Given this impact, last month the NHS announced that it was pushing back its target to virtually eliminate waits of 65 weeks from March to September 2024 at the latest. However, at Whittington Health between January and February, the number of people waiting over 65 weeks for planned treatment dropped by over a quarter (26%) equating to over 50 fewer people waiting longer than 65 weeks for a procedure. 
February saw a record number of diagnostic tests and checks delivered for that month – 2.24 million – across England. Over 11,400 of these were delivered by Whittington Health (11,414) and of these over 4,600 were provided at the Trust’s new Community Diagnostic Centre (CDC) in the Mall Shopping centre in the heart of Wood Green.
It first opened its doors in August 2022, bringing diagnostic testing to the high street making it quicker and easier for people across Haringey and North Central London to access diagnostic testing. It is one of 40 CDCs across England, and the first to be placed within a shopping centre, a central Haringey location. It offers blood tests, ultrasound, x-ray, and ophthalmology testing and as of the start of 2024 MRI and CT scanning.

Commenting on the figures our acting CEO, Dr Clare Dollery said:
“It is a testament to how hard working and committed our staff are, that despite the challenges Whittington Health is out-performing the national averages across a number of important metrics.
“We know how important it is to the community we serve that they can rely on us to get the care they need quickly and safely and so whilst these figures show we’re making good progress, we will maintain a laser sharp focus on our performance.” 

On the day that the national figures were published, NHS national medical director, Professor Sir Stephen Powis, said the data:
“demonstrates once again how the NHS is working flat out to recover services and bring down waiting times for patients, despite enormous demand on services with more people than ever before attending ED in the last year, over a million more than before the pandemic.

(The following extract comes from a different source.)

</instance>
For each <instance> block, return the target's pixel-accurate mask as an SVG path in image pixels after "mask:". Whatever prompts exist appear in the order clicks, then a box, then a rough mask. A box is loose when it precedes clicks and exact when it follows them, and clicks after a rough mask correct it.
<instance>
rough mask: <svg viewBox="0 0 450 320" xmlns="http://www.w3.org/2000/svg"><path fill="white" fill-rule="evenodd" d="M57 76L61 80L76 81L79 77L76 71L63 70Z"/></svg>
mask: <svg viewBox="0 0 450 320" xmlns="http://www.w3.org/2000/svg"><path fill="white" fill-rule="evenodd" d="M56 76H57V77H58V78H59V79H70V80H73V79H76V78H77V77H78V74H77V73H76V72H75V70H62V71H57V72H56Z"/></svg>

“We know that industrial action has had a significant impact on our elective recovery, but it is testament to the innovation and hard work of staff that 78-week waits are now down 96% on the peak and 65-week waits are down by over 70%, with three quarters of the remaining waits concentrated at just 39 trusts.
“So there is further to go and our ambitious recovery work continues, but it is clear the NHS is treating more patients more quickly and we have announced new ambitions for this financial year to build on the improvements made so far.”
Sadly however, over 8,700 appointments were missed by patients in February and March this year. Whilst some of these missed appointments were unavoidable, had patients let the Trust know in advance that they no longer required them or would not be able to attend, even more people waiting for care could have been seen.